Living in a European capital (800.000) with 50% immigrants and 70.000 students (30% foreign) i'd call this piece theoretical bs. There isn't a European nation where muslim immigrants haven't built parallel societies, holding profoundly unwestern and illiberal povs on democracy and church & state.
Add to immigration the import of US critical theory, woke and DEI ideas which have been adopted by almost the entire msm, punditry and politics: centrists (Christian democrats (what's left of them), classical / modern liberals), social democrats (what's left of them) and the green left. And add emerging political parties based on ethnicity, voting ethnic...(the whole 2nd chamber votes for a Turkey-critical motion while the ethnic Turks are the sole 'against' voters).
So let's trump St Milt (pun intended) and Sandel, Piketty AND obviously Worstall and their sterile abstractions which say nothing about civic life, society, nationhood and all the other vulgarities that stand in the way of the 'optimal' economy (these gentlemen - like all leftists - simply don't HAVE to reflect because they're not touched by the consequences of their positions) with Hayek:
'Intellectuals, according to Hayek, are drawn to utopian visions.

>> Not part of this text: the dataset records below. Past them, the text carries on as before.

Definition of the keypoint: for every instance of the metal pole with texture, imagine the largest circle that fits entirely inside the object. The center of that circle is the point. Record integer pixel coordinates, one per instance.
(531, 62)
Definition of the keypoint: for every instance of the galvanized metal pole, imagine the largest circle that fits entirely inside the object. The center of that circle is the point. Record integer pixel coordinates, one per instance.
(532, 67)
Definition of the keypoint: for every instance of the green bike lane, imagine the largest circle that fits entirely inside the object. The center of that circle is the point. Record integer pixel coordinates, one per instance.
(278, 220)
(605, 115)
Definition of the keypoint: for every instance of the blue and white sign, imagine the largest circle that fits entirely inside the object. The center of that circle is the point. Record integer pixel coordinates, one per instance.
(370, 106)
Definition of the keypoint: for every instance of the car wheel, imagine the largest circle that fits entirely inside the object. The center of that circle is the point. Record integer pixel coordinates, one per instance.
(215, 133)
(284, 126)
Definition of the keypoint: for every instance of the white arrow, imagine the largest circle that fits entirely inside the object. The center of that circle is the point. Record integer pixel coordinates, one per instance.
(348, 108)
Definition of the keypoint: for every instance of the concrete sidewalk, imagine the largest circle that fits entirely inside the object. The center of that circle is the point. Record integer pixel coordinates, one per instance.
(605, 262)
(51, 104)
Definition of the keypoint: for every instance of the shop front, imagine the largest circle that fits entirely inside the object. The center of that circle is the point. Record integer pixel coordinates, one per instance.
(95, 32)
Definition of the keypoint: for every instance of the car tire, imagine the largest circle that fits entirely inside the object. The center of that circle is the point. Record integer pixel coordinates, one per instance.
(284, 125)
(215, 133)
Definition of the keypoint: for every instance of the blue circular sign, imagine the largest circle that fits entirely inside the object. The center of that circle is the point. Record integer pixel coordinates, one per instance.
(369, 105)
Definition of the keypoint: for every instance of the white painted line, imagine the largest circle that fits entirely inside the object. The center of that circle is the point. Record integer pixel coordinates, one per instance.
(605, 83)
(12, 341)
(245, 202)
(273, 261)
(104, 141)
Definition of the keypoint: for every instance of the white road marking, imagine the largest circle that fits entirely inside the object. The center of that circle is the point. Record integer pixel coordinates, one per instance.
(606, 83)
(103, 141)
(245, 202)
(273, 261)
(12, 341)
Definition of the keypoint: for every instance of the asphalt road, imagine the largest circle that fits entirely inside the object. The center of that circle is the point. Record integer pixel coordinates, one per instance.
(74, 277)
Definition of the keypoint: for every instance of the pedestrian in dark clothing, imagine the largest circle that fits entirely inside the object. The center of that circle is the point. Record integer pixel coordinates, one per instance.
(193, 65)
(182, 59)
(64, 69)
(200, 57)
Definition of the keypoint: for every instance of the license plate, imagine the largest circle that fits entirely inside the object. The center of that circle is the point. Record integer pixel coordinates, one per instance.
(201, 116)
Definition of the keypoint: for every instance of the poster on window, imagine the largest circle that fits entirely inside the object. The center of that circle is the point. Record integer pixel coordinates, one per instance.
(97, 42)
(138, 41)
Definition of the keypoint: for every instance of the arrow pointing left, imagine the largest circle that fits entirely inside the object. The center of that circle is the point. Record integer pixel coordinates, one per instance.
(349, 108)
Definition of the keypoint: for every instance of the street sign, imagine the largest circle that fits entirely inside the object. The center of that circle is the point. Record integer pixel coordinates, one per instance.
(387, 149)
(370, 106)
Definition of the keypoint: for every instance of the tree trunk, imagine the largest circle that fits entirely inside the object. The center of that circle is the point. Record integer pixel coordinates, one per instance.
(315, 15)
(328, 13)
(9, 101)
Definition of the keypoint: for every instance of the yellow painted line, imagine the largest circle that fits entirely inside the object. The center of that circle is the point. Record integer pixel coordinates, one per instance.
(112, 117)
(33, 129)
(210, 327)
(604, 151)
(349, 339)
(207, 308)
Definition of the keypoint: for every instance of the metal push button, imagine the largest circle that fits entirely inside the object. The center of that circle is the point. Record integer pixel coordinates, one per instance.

First and foremost among those visions is the creation of a new social order, specifically one designed by “experts.” They also have the hubris to anoint themselves as the experts to design this new order. Hayek wrote:
The intellectual, by his whole disposition, is uninterested in technical details or practical difficulties. What appeal to him are broad visions, the spacious comprehension of the social order as a whole which a planned system promises'.
Boing...
I think the flaw in this argument is the assumption that migrants' incomes will not rise after immigration, and they will remain poor (and therefore net welfare recipients) upon moving to the west.
In fact, the vast majority of them will get jobs, just like the vast majority of western-born people do. Yes, their education levels are on average lower, which may push their wage levels down relative to natives; but they also have an age profile much more skewed towards young adulthood, which pushes those average earnings back up again. (People don't migrate here to get a pension!)